Over the past several years, technology firms helped the nation’s office markets recover from the impact of a crushing recession. As a result, giddy leasing brokers have been loath to point that growth was going anywhere but up for the tech sector—until now.
Most office sector experts credit the recent tech jobs boom for the uptick in occupancy and the continued high demand for space—and higher rents—in many markets. Tech firms added more than one million jobs in the past five years, according to a July report from real estate services provider CBRE, and these firms increased leasing activity as overall share of nationwide office leasing from 11 percent in 2011 to 18 percent in 2015, the most growth of any job sector. A recent report published by real estate services firm JLL shows that there are 13.1 percent more U.S. tech jobs today than there were at the height of the dot-com boom in 2001, with most companies adding tech-savvy employees due to the evolution of consumer-based applications, enterprise cloud software and social media platforms.
However, even though the tech sector growth rate is still double the total U.S. employment growth rate, the JLL report indicates that a drop in venture capital spending this year will result in a pullback in hiring. A recent Fitch Ratings report also warned of a weakening in venture capital funding because of lackluster tech IPO performance, fewer private equity financings and selective layoffs at marquee tech companies. The Fitch report noted that office REITs overly dependent on technology firms for leasing and development are at risk.
A run-up in venture capital investment during 2014-15 fueled the tech hiring and office expansion, notes Amber Schiada, director of technology research for JLL. Investors shying away from the housing and stock markets during the recession needed somewhere to place their money, and the technology sector seemed like a good bet for growth, resulting in massive amounts of cash invested in Internet firms.

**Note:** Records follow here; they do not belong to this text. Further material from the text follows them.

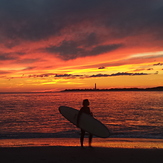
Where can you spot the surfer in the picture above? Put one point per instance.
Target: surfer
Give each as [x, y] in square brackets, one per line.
[84, 109]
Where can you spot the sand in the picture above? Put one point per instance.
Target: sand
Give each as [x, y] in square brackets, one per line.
[65, 154]
[112, 150]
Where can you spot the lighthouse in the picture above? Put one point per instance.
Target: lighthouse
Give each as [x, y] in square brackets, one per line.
[95, 86]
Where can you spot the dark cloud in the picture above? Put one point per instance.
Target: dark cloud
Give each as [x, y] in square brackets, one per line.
[35, 20]
[71, 50]
[4, 72]
[67, 76]
[119, 74]
[101, 67]
[6, 56]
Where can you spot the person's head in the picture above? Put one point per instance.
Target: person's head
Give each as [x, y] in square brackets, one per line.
[86, 102]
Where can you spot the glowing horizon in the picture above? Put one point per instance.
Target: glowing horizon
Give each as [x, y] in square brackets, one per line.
[54, 45]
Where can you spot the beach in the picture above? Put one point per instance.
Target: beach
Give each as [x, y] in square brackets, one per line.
[69, 151]
[65, 154]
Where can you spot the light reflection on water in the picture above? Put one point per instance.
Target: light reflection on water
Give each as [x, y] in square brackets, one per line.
[128, 114]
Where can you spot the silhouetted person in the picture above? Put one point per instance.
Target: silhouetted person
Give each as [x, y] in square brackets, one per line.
[84, 109]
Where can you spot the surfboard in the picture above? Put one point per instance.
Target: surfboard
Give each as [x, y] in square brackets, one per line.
[87, 122]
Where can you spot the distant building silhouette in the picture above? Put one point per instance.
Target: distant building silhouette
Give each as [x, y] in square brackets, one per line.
[95, 86]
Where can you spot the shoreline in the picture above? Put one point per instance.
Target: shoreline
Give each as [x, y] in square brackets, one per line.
[63, 154]
[68, 150]
[130, 143]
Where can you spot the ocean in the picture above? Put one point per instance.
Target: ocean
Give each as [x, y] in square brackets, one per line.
[127, 114]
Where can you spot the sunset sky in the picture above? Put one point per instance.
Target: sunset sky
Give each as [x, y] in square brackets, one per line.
[50, 45]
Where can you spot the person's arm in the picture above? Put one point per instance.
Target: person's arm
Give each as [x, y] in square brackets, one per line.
[78, 118]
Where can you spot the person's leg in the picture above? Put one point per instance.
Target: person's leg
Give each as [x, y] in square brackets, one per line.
[90, 139]
[82, 137]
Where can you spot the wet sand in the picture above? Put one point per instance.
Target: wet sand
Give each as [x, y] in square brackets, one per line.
[74, 154]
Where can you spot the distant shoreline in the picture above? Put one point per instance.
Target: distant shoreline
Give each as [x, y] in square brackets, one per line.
[160, 88]
[115, 89]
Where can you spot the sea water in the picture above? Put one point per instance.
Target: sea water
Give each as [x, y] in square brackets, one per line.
[127, 114]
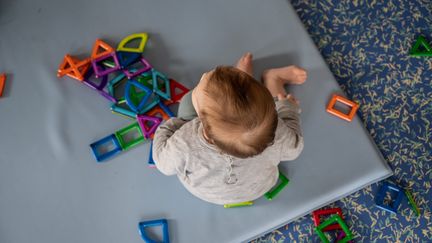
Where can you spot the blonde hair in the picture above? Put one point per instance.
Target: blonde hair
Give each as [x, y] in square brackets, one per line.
[242, 119]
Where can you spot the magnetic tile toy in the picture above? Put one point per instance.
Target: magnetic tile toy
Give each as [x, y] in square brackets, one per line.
[174, 85]
[100, 49]
[100, 69]
[131, 96]
[275, 191]
[318, 213]
[153, 223]
[145, 68]
[330, 221]
[332, 110]
[145, 128]
[151, 161]
[126, 58]
[392, 207]
[416, 52]
[137, 36]
[2, 83]
[123, 133]
[97, 146]
[73, 67]
[159, 76]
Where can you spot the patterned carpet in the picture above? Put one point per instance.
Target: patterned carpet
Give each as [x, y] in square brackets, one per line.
[366, 45]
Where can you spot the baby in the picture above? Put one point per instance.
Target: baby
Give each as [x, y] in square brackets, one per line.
[232, 132]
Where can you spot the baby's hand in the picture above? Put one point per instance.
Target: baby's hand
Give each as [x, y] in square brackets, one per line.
[289, 97]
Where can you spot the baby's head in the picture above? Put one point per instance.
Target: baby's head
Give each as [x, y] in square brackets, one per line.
[237, 112]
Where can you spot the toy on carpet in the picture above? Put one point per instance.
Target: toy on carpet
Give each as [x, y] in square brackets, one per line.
[345, 236]
[333, 111]
[275, 191]
[154, 223]
[393, 206]
[326, 212]
[421, 42]
[146, 97]
[2, 83]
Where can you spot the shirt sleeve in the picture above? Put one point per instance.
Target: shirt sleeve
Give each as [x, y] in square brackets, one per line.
[166, 152]
[292, 138]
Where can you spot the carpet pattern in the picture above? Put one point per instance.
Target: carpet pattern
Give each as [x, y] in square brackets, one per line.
[366, 45]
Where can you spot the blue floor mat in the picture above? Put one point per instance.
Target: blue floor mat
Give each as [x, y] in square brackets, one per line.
[366, 45]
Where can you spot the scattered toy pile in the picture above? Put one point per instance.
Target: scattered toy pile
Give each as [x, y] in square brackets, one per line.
[136, 90]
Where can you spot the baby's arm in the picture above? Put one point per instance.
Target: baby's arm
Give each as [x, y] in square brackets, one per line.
[292, 145]
[287, 108]
[166, 150]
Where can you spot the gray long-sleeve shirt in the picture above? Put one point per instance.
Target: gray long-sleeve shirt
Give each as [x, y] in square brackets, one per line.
[179, 148]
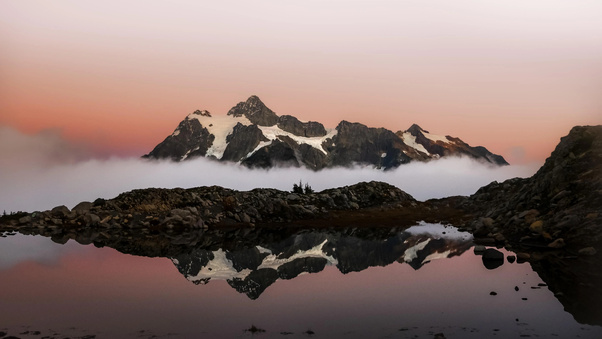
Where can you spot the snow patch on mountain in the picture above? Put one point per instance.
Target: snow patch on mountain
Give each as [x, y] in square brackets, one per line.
[273, 132]
[220, 127]
[410, 140]
[435, 137]
[272, 261]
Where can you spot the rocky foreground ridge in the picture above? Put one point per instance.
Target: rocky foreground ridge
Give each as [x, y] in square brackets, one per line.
[254, 136]
[558, 206]
[553, 220]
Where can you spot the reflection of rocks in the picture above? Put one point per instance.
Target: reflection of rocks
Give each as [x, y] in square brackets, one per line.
[250, 270]
[492, 258]
[557, 207]
[251, 260]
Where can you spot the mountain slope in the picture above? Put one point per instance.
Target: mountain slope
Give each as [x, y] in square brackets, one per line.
[253, 135]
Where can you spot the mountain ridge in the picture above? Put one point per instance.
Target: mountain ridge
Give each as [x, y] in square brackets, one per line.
[255, 136]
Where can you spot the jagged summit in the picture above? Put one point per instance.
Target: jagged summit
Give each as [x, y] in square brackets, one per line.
[256, 111]
[253, 135]
[202, 113]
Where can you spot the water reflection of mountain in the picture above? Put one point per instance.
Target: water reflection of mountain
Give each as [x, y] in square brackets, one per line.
[250, 269]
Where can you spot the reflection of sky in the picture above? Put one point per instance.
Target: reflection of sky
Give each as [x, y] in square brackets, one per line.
[104, 291]
[20, 248]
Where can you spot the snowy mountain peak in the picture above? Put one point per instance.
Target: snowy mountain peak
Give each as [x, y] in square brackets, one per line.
[203, 113]
[256, 111]
[253, 135]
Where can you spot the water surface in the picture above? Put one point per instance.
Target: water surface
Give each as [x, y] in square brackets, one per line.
[353, 283]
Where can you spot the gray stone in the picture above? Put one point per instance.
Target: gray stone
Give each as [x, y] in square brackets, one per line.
[180, 213]
[588, 251]
[83, 207]
[479, 249]
[558, 243]
[92, 219]
[25, 220]
[292, 197]
[61, 211]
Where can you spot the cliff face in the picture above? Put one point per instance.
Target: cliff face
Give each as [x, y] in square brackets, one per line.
[561, 201]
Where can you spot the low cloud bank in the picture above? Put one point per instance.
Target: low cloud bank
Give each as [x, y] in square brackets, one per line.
[33, 180]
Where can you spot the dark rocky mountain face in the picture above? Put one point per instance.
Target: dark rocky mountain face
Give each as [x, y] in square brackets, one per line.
[251, 269]
[255, 136]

Now, these companies are merging and maturing, and are concentrating more on efficiencies, and the amount of new break-through firms has dwindled, Schiada says, slowing down investment in seed and early-stage IPO rounds this year. An impact can already be seen in the office sector—the drop in venture capital funding led to a combined 30.7 percent drop in tech leasing in the past 12 months in the top markets of San Francisco, Silicon Valley and New York City, she notes.
“When the venture capital money was flowing, the tech job growth was at three times the national rate, so we’re already seeing a slowdown,” Schiada says. “What we’re now expecting is a plateauing of the trend.”

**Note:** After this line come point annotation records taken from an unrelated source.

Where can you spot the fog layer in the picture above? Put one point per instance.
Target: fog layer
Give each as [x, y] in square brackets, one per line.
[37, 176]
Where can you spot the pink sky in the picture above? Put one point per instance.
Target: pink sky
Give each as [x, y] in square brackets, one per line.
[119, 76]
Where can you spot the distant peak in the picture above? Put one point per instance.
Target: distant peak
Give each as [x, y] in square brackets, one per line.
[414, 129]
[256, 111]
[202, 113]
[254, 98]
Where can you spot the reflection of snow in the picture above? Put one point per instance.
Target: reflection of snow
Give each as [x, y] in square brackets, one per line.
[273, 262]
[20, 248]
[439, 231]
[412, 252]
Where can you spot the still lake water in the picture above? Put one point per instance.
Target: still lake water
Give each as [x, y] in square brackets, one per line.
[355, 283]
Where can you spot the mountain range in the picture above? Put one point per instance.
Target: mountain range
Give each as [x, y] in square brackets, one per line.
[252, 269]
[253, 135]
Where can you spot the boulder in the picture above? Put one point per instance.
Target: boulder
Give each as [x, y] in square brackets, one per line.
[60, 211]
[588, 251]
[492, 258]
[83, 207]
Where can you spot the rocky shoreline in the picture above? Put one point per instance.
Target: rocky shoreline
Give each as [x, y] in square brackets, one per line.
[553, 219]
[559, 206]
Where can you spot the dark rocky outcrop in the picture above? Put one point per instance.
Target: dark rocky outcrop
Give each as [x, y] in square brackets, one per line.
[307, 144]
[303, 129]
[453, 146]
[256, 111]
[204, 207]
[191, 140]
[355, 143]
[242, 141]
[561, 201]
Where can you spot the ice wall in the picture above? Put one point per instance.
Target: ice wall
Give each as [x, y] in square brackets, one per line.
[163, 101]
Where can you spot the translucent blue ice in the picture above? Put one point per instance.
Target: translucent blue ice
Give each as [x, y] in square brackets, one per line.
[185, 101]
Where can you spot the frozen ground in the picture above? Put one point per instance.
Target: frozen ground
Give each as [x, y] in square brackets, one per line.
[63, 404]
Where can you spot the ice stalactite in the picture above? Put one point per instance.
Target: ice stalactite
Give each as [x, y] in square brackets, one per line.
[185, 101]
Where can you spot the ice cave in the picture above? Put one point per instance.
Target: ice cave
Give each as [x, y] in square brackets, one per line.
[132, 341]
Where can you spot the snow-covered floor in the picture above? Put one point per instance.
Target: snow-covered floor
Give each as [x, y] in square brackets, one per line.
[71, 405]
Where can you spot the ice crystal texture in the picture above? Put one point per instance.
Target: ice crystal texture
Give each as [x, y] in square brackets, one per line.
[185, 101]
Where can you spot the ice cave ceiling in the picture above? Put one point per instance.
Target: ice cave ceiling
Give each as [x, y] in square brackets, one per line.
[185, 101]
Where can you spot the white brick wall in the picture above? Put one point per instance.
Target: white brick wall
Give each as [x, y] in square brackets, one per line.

The likelihood of a company burning out has become much more important to investors, according to Steffen Kammerer, tech practice group lead for JLL. He says venture capitalists are starting to increase their level of scrutiny when it comes to tech investments, which should chill the frenzy of firms gobbling up office space over the next 15 months.
The top office markets likely won’t see much further impact on occupancy this year, Schiada says, but the newest emerging markets, such as those housing new satellite tech offices, could feel the pinch if firms facing a major correction decide to pull back employees to headquarters in industry hubs.
“What we believe is that we won’t see much more of a contraction in tech job hiring, so there won’t really be a decline; we just think it won’t be as overheated as it has been,” Schiada says. “It’s good to have a pull-back now, so that there’s not a threat of a consequent crash later.”